Scope and mode of loan business
Business segmentation:
(1) Handling all kinds of loans;
(2) Discounting bills;
(3) Handling the transfer of assets;
(4) Handling the settlement under the loan;
(5) Other asset businesses approved by China Banking Regulatory Commission.
Loan companies must adhere to the business purpose of serving the development of farmers, agriculture and rural economy, and the investment of loans is mainly used to support the development of farmers, agriculture and rural economy.
Loan companies are not allowed to absorb public deposits, with high credit lines and flexible loan methods.
Divided by time limit
(1) Short-term loan: refers to the loan with a loan term of 1 year (inclusive).
(2) Medium-term loans refer to loans with a loan term of 65,438+0 years (excluding) to 5 years (including).
(3) Long-term loans: refers to loans with a loan term of more than 5 years (excluding 5 years).
Divide by purpose
(1) Capital construction loans refer to medium and long-term loans approved by the competent authorities for capital construction projects. A capital construction project refers to the sum of one or several single projects according to the overall design, including new projects, expansion projects, factory relocation projects, restoration and reconstruction projects, etc.

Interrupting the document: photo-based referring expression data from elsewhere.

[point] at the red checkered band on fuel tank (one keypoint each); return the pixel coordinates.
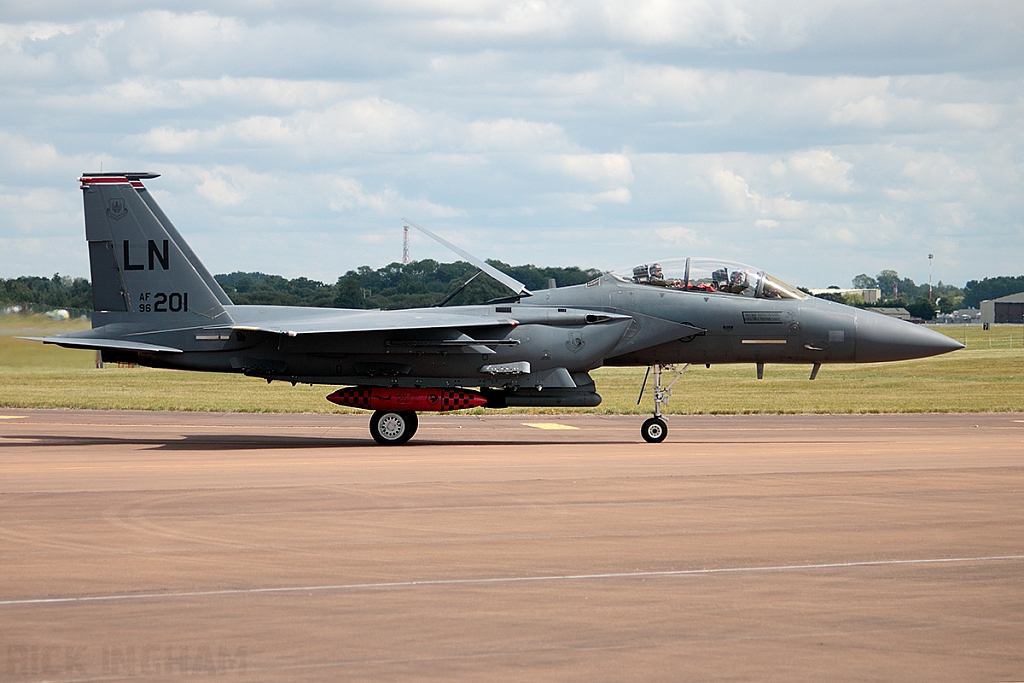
(355, 396)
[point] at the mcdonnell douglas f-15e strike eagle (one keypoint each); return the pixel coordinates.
(157, 305)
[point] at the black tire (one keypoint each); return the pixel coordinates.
(393, 427)
(654, 430)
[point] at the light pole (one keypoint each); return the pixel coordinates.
(930, 257)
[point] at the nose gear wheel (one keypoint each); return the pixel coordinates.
(393, 427)
(654, 429)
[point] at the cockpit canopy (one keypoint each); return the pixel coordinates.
(708, 274)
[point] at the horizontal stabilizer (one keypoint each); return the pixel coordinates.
(111, 344)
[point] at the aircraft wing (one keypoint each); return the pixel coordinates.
(99, 344)
(371, 321)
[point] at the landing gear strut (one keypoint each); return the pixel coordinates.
(393, 427)
(654, 429)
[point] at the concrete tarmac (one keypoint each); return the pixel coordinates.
(162, 546)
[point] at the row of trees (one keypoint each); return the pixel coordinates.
(56, 292)
(428, 283)
(919, 301)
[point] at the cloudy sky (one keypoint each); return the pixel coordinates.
(814, 139)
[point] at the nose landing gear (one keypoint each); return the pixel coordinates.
(393, 427)
(654, 429)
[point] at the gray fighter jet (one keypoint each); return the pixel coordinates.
(157, 305)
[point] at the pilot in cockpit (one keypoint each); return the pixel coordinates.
(657, 278)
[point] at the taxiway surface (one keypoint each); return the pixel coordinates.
(526, 548)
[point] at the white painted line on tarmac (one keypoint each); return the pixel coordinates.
(548, 425)
(513, 580)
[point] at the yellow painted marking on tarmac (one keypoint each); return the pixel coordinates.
(548, 425)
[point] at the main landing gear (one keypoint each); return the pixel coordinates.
(393, 427)
(654, 429)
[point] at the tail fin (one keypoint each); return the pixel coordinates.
(142, 270)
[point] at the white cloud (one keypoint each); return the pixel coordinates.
(772, 130)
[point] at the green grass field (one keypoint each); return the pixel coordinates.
(987, 376)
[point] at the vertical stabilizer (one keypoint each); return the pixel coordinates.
(210, 281)
(142, 271)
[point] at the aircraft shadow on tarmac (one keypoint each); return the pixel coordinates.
(249, 442)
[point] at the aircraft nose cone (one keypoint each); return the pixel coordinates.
(884, 338)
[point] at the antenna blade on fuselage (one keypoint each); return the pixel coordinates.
(508, 281)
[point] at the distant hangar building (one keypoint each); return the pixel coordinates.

(2) Technical transformation loan: refers to the medium and long-term loan approved by the competent department for technical transformation projects. Technical transformation project refers to the renewal and transformation project that adopts new technologies, new equipment, new processes and new materials to popularize and apply scientific and technological achievements on the basis of the original production and operation of enterprises.
laws and regulations
According to the provisions of Articles 30 to 32 of the Measures for the Pilot Implementation of Small Loan Companies in Beijing (Beijing Zhengban Fa [2009] No.2), in the pilot stage, the business scope of small loan companies is limited to issuing loans within the administrative areas of districts and counties where they are registered. Small loan companies can choose their own loan targets. In the pilot stage, the amount of loans granted to "agriculture, rural areas and farmers" every year shall not be less than 70% of the total amount of loans granted throughout the year. When granting loans, microfinance companies should adhere to the principle of "small amount and dispersion", encourage microfinance companies to provide credit services to farmers, micro-enterprises and small and medium-sized enterprises, and strive to expand the number of customers and service coverage. The loan balance of the same borrower shall not exceed 3% of the net capital of the microfinance company.

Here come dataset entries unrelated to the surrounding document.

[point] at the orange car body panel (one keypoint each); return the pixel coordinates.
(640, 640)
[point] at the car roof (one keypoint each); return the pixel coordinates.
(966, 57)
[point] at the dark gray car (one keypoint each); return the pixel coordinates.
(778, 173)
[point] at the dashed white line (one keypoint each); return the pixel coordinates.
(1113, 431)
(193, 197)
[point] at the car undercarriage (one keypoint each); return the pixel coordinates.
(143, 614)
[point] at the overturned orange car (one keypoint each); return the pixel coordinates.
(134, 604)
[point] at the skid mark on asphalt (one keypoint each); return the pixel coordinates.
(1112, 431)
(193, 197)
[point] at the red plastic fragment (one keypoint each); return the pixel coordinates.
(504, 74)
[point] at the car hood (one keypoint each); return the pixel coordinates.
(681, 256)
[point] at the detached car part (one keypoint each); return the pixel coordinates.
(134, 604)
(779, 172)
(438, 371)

Operating advantages of loan companies
Because of the high marketing cost of bank micro-loans, it is difficult for small enterprises to apply for loans directly from banks, which leads to small enterprises having to seek help from financing institutions such as loan guarantee institutions when they have financing needs. The cost for loan guarantee institutions to select customers is relatively low, so choosing high-quality projects to recommend to cooperative banks will improve the financing success rate and reduce the marketing cost of bank microfinance.
In addition, in terms of risk control of loans, banks are reluctant to invest in small loans. An important reason is that the management cost of such loans is high and the income is not obvious. For this kind of loan, the loan guarantee institution can optimize the management process, form personalized service of post-loan management, share the management cost of the bank and eliminate the worries of the bank.
Secondly, after the risk is released, the advantages of loan guarantee institutions are irreplaceable. There are risks in the project of bank direct loan, and the disposal of collateral often takes a long time, with high litigation cost and poor liquidity. The cash compensation of guarantee institutions has greatly solved the problems that banks are difficult to deal with. Some loan guarantee institutions can compensate after loans overdue 1 month (or even three days of investment guarantee), and the bank's non-performing loans will be eliminated in time, and then the loan guarantee institutions will resolve the risks through their more flexible handling methods compared with banks.
On the other hand, the loan company has a fast time limit. The bank's inherent loan model and process are easy to cause a lot of time waste for SME owners, and the efficiency is difficult to guarantee; The guarantee company just embodies the flexible and changeable mode of designing special financing schemes for different enterprises.
Furthermore, the credit given by the loan company on the basis of mortgage greatly exceeds the value of the mortgaged assets. Provide more demand funds for SMEs. Many investment guarantee companies have gained the full trust of banks in the standardized and efficient operation of post-loan management and loan risk resolution. Some cooperative banks outsource post-loan collection and loan asset disposal to guarantee companies, and the cooperation effect between the two parties is good.
Operating conditions of loan companies
(1) The investor is a domestic commercial bank or a rural cooperative bank;
(2) Its assets are not less than 500,000 yuan;
(3) Good corporate governance and sound and effective internal control;
(four) the main prudential supervision indicators meet the regulatory requirements;
(5) Other prudential conditions stipulated by the CBRC.